When a person gets sick, there are several questions that may arise. Did they come in contact with someone who could have an infection? How will this affect your daily life? Is there a quick solution for your disease? Most likely, for most, there is a logical explanation for their sudden illness. But what happens when the same system that aims to fight diseases in the body is the problem?

The lymphatic system is the network of the fight against diseases of the organism, which includes lymph nodes, spleen, thymus, and bone marrow. Lymphoma is a cancer of the lymphatic system, which can affect these and other areas of the body.

The most common cause of lymphomas is the overproduction of certain types of white blood cells, called B lymphocytes, that help protect the body from bacteria and viruses.

The two main types are Hodgkin lymphoma and non-Hodgkin lymphoma (or simply lymphoma), although there are also different subtypes of the disease.

In Hodgkin lymphoma, cancer cells are known as Reed-Sternberg cells, an abnormal type of B lymphocyte.

Non-Hodgkin types can grow and spread slowly (indolent) or rapidly (aggressive), and there are many different types, which It can make classification a challenge. Lymphoma can begin in almost any area and spread to other tissues and organs such as the liver.

Risk factors and symptoms

Some of the risk factors for lymphoma include being older and male, a diet high in red and fatty meats, or contracting the Epstein-Barr virus (Mononucleosis or “Mono”), tobacco use or exposure to radiation, certain types of pesticides, lead or asbestos.
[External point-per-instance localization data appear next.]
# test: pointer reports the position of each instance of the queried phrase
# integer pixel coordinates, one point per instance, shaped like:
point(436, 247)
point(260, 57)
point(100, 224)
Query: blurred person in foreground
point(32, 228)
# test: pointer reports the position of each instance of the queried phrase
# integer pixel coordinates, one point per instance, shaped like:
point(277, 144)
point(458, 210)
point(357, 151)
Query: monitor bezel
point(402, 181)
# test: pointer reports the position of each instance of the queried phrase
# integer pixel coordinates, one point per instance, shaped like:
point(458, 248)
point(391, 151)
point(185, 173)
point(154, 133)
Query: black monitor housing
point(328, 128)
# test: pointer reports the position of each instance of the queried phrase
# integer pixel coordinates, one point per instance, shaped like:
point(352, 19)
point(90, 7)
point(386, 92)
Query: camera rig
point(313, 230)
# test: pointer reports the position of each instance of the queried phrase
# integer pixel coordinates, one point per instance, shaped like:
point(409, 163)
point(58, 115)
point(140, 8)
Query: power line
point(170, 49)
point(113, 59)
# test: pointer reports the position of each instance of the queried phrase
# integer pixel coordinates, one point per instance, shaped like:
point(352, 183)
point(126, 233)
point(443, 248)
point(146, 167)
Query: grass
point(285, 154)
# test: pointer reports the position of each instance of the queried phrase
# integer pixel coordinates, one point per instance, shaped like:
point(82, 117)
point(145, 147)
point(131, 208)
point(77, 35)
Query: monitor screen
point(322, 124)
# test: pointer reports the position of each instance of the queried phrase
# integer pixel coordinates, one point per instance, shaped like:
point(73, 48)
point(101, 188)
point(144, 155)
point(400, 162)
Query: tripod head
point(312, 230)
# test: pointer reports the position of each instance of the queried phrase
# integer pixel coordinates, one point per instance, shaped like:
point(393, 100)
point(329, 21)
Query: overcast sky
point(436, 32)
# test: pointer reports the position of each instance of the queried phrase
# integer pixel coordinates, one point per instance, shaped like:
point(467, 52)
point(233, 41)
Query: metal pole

Lymphoma can occur in people with healthy immune systems or in patients whose immune system is compromised, such as those who have AIDS or those who have undergone an organ transplant.

“Those with lymphoma may experience symptoms such as painless swelling of lymph nodes in the neck, armpits or groin, unexplained weight loss, fatigue, fever, night sweats, itchy skin, rash, enlarged liver or spleen or counts low blood, ”explains Dr. John Greskovich, a radiation oncologist at Cleveland Clinic Florida.“ However, those symptoms do not automatically mean you have lymphoma.

Treatment

The diagnosis of lymphoma involves a physical examination with a focus on the lumps (lymph nodes), the size of the liver and spleen, and anything out of the ordinary. Blood tests that measure red and white blood cells and liver and kidney functions, and bone marrow aspiration and biopsy may also be necessary. If lymphoma is detected, more tests are done to identify which specific lymphoma is present and how far it has advanced, a key part in determining the right type of treatment.
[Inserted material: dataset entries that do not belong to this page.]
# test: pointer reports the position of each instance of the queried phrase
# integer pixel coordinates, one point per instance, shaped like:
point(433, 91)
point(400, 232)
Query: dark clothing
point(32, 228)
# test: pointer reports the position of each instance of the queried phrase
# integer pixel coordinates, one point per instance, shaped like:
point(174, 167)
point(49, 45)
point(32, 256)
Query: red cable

“Treatment options for lymphoma include chemotherapy, immunotherapy, or radiotherapy, depending on the individual case. A hematopathologist will perform special studies of lymphoma cells to determine which of the more than 60 subtypes is present by immunotyping and cytogenetic tests. The location of the lymphoma may affect the type of treatment recommended Stem cell transplants can also be used in relapsing or refractory lymphomas when other types of treatment have not worked, each patient will meet with a multidisciplinary team of hematologists, radiation therapists and possibly surgeons to determine the best course of action,” says Greskovich.

Cleveland Clinic Florida is part of a community cancer research program established by the National Cancer Institute (NCI). The program includes NCI-sponsored clinical trials and pharmaceutical-sponsored trials, all carefully selected to offer expanded treatment options. Integration and collaboration with Cleveland Clinic in Ohio provide a unique opportunity for patients in Florida, providing the latest findings in cancer prevention and treatment research to the national and international community.